Infancia Clandestina

By Eva Nivard

Film information

Director: Benjamin Ávila
Cast: Teo Gutiérrez Moreno, César Troncoso, Natalia Oreiro, Ernesto Alterio, Violeta Palukas, Cristina Banegas.
Release: Argentina, September 2011/ Netherlands, June 2013
Language: Spanish

In the year 1979, Juan, together with his parents, his baby sister Victoria and his uncle Beto return to Argentina. His parents and Beto are members of the Montoneros Organization, a left-wing Guerrilla movement that rebelled against the government. Although upon return Juan is only twelve years old, he already has to change his name to Ernesto and keeps a serious secret. He is told that if something happens, he must take his baby sister to a hiding place and stay there. In contrast to this, Juan is also a relatively normal schoolboy who goes on school trips, makes a lot friends and eventually falls in love with a girl. He is a young boy living two different lives and to him, his personal problems are just as important as all the dangers his family has to face.

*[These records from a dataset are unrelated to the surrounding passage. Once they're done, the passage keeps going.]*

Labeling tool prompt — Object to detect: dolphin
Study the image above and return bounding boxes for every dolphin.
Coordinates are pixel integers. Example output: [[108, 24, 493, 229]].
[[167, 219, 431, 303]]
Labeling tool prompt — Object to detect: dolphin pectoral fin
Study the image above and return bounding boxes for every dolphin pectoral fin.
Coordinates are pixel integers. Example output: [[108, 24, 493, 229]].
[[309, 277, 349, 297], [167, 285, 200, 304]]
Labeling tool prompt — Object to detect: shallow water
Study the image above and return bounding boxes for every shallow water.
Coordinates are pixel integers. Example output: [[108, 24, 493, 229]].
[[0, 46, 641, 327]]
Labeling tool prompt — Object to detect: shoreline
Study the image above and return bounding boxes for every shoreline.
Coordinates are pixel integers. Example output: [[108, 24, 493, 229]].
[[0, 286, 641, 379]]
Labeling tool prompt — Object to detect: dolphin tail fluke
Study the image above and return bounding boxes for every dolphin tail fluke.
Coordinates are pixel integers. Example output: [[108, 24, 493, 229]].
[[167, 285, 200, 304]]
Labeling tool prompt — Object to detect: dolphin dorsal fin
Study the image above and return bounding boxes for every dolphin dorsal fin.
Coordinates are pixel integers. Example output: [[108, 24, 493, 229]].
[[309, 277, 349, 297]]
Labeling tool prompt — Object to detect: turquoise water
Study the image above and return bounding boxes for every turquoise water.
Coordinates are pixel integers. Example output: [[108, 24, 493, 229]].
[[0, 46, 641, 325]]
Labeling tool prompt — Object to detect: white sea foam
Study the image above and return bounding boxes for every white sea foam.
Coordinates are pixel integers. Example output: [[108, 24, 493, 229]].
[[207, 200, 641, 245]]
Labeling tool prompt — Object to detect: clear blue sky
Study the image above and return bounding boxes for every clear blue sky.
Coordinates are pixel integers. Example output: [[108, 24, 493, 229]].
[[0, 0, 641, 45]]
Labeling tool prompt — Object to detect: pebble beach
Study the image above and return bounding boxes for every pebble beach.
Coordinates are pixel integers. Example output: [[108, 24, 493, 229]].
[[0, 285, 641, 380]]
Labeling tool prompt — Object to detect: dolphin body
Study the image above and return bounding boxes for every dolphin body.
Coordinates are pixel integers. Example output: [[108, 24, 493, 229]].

Infancia Clandestina is a partly autobiographical movie by director Benjamín Ávila who experienced the Dirty War as a child himself. As a result of the Ávila being able to imagine and reproduce what Juan must be going through, this movie is personal, touching and realistic at the same time.

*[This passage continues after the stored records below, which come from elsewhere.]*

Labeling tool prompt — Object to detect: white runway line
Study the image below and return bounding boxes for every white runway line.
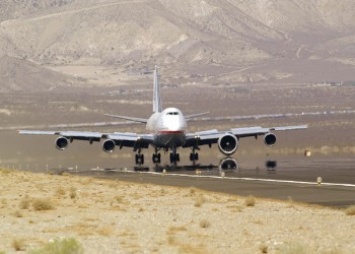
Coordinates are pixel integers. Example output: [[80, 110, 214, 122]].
[[129, 172, 355, 188]]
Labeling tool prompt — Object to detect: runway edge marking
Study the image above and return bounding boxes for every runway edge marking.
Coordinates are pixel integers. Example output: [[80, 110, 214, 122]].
[[125, 171, 355, 188]]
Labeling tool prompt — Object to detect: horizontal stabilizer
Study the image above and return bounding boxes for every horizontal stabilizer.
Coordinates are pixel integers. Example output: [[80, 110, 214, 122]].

As the movie progresses, small incidents keep on happening and gradually, the tension starts to build. Since the movie is being portrayed from the perspective of a young child, it isn’t too grave and serious. Moreover, as a way of dealing with his fear, Juan pretends that his life is a story in a comic book. Thus, at moments of brute violence and real danger, Ávila switches to stylized cartoon. So if you’re interested in graphic novels, these cartoons of Andy Riva will definitely appeal to you.

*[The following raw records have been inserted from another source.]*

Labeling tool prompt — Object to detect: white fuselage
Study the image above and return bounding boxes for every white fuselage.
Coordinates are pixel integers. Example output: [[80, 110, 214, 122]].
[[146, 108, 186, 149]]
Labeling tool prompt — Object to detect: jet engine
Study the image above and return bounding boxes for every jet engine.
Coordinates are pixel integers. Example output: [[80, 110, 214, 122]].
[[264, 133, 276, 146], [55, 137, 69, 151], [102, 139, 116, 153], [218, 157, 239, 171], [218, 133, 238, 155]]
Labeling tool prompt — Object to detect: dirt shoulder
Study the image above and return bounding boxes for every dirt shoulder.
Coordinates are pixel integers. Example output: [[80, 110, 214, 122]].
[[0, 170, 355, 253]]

Apart from the visuals and the storyline, I only have the remark that Ávila assumes that his audience already knows a lot about the Dirty War in Argentina. Nevertheless, the core idea of the film wasn’t to show the revolutionists’ ideology, but more about depicting all the dangers and fears of families that had joined the Guerrilla movement. All in all, I can only conclude that you should definitely see this intense and interesting film that had the most beautiful graphical illustrations I have ever seen.